Amy and Chris — I just wanted to say THANK YOU. You probably don’t hear it enough, but please know that I’ve benefited tremendously from your information and recommendations. As one of Amy’s patients, I appreciate everything you both do.
I’m also enjoying your latest emails, Chris. And awesome work with the new book.
NAC should be added to the list here. It increases glutathione. Scavenges free radicals itself also. Reduces glutamate hyperexcitability in the brain neurons helping anxiety. And it considerably raises SHBG and reduces DHEAS. Like almost in half for DHEAS. They induce ovarian dysfunction in lab animals by injecting high levels of DHEA.

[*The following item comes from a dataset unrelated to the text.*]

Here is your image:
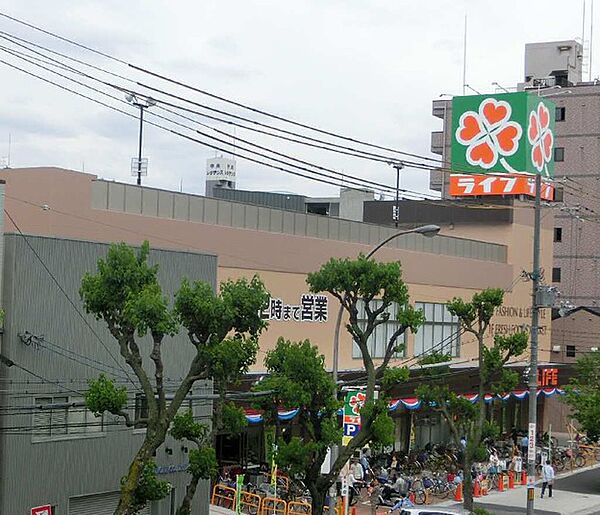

Thanks @maddy, this was news to me about NAC. Surprisingly, a lot of fertility websites recommend Royal Jelly that raises DHEA levels. I assume Royal Jelly is a big fat no no as well? If PCOS is suspected? Or is it ok/required for some as long as zinc is supplemented as well?
Cortisol does steal pregnelone so, DHEA may be required by some no?
Great comment. There is certainly more and more research coming out on NAC for a wide range of conditions, including PCOS and infertility. However, I have not seen anything about NAC specifically reducing DHEA by such a dramatic amount. I would love it if you could share a reference for the NAC/DHEA research, Maddy. Thank you in advance!
How do you feel about spirinolactone for PCOS?